Los antepasados son importantes. Los llevamos puestos, como la chaqueta. Somos lo que queda de ellos. Pero los profesores son gente muy importante y, últimamente, muy poco valorada. En especial, los buenos profesores. Yo puedo decir sin temor a equivocarme que soy el que soy gracias a tres profesores que han influido mucho en quién soy y en cómo me enfrento al mundo. Los tres, de un colegio privado, por cierto: Nuestra Señora de las Maravillas, de La Salle, en Madrid. Les hablaré estos días acerca de esos tres profesores.
El más importante para mí fue don Daniel. Don Daniel nos daba clases de literatura. A primera vista, don Daniel parecía un tipo gris. Llevaba siempre chaquetas de punto y pocas veces se ponía corbata. Tenía una barba negra algo canosa, larga, pero bien recortada. Era profesor de literatura, pero no sólo nos enseñaba literatura como la contemplación de algo ya hecho, sino que también nos animaba a escribir. Nos animaba, porque a escribir ya nos había enseñado don Marciano unos años antes, cuya frase favorita era que “si sabes lo que quieres decir, escribirlo es sencillísimo: sujeto, verbo, predicado y punto final”.
Un día descubrimos que él mismo escribía sonetos, y aquello se comentó mucho en el cole, aunque nunca pudimos leerlos. Desde entonces empecé a mirarle con otros ojos, porque yo escribía romances, pero los escondía.

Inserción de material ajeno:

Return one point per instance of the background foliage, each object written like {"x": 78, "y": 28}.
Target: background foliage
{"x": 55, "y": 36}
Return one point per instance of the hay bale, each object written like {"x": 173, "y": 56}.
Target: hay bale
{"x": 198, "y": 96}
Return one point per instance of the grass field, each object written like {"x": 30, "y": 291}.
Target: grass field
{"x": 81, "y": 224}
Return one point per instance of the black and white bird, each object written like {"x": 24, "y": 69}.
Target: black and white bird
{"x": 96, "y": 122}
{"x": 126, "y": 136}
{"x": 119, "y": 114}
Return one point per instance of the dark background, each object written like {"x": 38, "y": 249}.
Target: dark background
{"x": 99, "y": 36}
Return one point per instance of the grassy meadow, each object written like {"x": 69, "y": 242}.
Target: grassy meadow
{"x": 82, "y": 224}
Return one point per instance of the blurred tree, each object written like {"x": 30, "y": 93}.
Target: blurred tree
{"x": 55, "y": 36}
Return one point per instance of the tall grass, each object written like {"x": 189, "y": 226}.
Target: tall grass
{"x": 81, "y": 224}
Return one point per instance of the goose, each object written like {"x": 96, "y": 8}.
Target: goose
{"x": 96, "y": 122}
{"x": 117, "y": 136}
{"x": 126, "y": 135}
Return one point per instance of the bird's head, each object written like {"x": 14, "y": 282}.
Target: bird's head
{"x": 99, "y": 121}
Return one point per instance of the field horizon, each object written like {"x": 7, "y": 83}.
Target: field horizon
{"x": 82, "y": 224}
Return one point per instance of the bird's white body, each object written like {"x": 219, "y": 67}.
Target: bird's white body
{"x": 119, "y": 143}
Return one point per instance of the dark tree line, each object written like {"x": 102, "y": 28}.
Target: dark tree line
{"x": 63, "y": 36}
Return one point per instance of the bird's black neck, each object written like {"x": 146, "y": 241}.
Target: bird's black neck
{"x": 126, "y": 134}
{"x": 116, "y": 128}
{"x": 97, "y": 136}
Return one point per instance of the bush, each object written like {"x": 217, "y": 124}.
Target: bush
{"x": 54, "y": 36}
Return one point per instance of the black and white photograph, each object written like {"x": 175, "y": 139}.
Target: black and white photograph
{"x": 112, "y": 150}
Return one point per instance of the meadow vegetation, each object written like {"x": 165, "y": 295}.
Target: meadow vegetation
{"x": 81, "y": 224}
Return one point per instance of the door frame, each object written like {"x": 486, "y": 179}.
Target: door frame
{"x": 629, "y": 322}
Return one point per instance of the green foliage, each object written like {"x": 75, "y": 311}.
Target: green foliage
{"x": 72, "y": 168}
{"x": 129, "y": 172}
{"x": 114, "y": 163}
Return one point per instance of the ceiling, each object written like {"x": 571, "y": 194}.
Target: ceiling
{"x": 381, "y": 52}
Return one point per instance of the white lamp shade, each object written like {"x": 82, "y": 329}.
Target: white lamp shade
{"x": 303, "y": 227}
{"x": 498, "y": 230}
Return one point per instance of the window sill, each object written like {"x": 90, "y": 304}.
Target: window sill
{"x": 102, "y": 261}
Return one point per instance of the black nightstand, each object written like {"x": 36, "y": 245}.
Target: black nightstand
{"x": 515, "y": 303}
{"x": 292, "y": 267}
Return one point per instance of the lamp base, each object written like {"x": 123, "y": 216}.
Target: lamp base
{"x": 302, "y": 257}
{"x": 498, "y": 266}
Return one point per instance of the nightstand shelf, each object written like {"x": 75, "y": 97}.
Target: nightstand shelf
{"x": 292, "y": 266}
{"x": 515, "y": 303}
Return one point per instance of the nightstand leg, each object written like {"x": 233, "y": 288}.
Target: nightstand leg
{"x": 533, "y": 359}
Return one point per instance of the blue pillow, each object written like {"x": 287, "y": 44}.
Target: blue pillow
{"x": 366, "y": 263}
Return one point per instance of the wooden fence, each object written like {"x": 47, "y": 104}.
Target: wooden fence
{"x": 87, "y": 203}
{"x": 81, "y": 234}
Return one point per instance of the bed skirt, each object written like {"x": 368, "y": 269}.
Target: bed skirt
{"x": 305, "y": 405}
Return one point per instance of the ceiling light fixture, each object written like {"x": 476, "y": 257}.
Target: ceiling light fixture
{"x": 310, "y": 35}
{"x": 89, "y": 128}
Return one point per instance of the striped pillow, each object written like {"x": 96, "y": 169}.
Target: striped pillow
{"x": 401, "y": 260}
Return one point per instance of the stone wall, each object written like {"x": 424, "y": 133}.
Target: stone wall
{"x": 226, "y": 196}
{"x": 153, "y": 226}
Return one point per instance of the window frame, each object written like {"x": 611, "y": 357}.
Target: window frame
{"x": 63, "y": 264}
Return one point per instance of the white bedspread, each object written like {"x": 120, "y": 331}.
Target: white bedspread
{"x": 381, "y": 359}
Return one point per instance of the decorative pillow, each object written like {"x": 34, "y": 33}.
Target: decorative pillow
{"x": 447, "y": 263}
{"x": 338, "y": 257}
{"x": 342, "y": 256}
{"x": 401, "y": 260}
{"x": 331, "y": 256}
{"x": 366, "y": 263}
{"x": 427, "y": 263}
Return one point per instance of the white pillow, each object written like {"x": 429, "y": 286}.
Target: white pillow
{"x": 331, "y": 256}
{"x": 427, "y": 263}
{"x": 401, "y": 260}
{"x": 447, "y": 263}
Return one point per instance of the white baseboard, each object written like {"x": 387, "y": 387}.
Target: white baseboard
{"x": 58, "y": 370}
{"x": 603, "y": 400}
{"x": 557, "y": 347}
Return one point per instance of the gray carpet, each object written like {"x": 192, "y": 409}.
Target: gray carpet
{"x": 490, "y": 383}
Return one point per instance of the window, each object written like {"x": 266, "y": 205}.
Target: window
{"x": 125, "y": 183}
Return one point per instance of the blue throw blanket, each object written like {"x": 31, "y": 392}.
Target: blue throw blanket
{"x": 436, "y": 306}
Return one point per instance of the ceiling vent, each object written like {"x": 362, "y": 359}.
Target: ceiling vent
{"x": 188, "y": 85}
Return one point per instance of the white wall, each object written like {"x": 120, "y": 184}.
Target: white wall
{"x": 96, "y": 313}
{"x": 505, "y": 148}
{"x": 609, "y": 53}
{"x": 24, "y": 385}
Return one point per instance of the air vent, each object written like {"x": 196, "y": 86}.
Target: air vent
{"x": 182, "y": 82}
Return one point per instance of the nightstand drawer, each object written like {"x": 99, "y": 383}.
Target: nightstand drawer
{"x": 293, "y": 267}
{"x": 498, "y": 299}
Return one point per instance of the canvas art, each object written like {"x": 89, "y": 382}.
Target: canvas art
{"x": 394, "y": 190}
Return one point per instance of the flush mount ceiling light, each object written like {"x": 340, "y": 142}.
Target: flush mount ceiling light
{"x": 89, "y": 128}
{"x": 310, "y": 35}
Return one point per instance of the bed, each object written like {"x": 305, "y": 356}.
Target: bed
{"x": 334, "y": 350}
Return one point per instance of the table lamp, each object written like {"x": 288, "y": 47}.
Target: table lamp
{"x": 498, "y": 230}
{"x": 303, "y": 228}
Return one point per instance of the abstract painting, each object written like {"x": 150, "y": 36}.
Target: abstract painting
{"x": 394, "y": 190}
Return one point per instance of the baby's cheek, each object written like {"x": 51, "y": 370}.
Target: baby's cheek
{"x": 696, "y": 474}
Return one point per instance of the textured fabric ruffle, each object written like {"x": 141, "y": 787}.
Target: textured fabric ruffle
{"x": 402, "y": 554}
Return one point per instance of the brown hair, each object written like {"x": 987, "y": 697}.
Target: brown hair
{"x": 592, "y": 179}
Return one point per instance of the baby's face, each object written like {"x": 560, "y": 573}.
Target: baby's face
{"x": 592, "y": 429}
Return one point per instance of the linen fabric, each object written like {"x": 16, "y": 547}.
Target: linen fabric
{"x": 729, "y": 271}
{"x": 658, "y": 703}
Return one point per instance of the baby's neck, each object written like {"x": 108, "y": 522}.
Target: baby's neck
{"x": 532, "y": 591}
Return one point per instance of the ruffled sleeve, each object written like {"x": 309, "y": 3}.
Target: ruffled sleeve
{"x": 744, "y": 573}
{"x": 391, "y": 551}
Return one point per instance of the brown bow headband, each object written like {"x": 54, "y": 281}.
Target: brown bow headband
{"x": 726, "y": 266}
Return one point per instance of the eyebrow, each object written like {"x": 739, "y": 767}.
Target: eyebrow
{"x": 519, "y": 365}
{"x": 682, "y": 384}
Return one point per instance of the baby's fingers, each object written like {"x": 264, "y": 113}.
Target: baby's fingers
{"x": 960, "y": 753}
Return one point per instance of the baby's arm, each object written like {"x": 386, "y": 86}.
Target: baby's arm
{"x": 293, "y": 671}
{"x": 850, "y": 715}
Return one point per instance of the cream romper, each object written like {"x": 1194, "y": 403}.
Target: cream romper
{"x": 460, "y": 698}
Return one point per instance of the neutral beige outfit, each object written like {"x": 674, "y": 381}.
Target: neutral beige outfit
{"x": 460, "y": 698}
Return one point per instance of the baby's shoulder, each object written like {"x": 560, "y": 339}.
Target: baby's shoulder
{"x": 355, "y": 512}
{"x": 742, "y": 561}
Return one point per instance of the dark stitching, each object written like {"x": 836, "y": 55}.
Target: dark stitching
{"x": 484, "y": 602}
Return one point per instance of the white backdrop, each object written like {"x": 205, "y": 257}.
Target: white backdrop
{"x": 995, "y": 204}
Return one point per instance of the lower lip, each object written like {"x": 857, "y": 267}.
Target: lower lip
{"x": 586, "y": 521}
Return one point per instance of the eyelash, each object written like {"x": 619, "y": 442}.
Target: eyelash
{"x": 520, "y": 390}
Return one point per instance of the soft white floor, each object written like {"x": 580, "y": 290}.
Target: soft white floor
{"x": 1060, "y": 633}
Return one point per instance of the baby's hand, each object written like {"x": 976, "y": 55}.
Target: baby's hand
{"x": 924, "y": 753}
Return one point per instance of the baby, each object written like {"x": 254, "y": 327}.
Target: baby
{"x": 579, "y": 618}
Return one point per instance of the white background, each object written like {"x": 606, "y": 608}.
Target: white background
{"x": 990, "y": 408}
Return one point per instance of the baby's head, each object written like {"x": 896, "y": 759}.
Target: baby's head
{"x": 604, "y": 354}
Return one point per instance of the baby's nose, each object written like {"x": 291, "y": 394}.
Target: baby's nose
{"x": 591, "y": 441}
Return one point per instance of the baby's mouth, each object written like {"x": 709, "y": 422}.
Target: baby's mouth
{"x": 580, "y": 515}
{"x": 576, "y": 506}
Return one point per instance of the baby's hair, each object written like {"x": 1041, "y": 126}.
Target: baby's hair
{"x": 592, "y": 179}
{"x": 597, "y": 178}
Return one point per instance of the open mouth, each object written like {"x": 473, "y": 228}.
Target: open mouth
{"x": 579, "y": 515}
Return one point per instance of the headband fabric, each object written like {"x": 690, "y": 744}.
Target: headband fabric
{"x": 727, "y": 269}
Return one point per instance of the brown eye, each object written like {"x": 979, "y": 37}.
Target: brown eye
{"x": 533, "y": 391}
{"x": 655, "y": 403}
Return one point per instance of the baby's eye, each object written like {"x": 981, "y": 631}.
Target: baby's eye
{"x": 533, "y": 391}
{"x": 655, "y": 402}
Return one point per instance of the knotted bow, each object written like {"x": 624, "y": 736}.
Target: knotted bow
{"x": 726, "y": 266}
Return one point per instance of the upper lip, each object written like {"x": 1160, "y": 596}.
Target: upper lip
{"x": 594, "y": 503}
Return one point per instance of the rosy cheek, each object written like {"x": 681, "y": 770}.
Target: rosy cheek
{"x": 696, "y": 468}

Hacíamos muchos comentarios de texto con él, pero valoraba especialmente el carácter abierto y creativo del comentario, y no tanto el formal, no buscaba sólo que siguiéramos unas pautas y respetáramos un guion, que también, sino que esperaba que escribiéramos algo original sobre los textos que comentábamos.
Don Daniel pretendía que la literatura nos interesara desde los dos lados, desde el del lector, pero también desde el que escribe. Nos animaba a que escribiéramos todo lo que se nos pasara por la cabeza, que no lo reprimiéramos, en especial aquello que nos pareciera más disparatado, porque eso era precisamente lo que tenía valor: ser algo único, algo que sólo podíamos escribir nosotros, no lo que podía escribir cualquier otra persona.
Un día lo expresó de manera meridianamente clara. Le estoy viendo sentado en la mesa, sobre la tarima, con la pizarra a sus espaldas, y mirándonos tras sus gafas de cristales anchos levemente oscurecidos, diciendo: “si lo tienes en la cabeza, escríbelo”. Y eso es lo que empecé a hacer desde entonces. Y aquí me tienen, dándoles la brasa por culpa de don Daniel.
Gracias a don Daniel llevo tres décadas escribiendo compulsivamente. Escribo muchas tonterías que se quedan guardadas en una carpeta de mi ordenador. Pero también escribo las cosas para entenderlas. Obligarme a darle forma física a la realidad, cómo un texto coherente, me ayuda a entenderla, pero, sobre todo, escribo para decir lo que pienso, y siguiendo sus consejos, no me planteo tanto si al lector le interesará saber lo que pienso yo sobre las cosas, como si a mí me interesa decirlo. Y me interesa.
Don Daniel fue un tipo importante para mí. Me acuerdo de él frecuentemente, en especial, cuando tengo dudas de si apretar o no el botón de publicar.
Ahora mismo, me estoy acordando de él.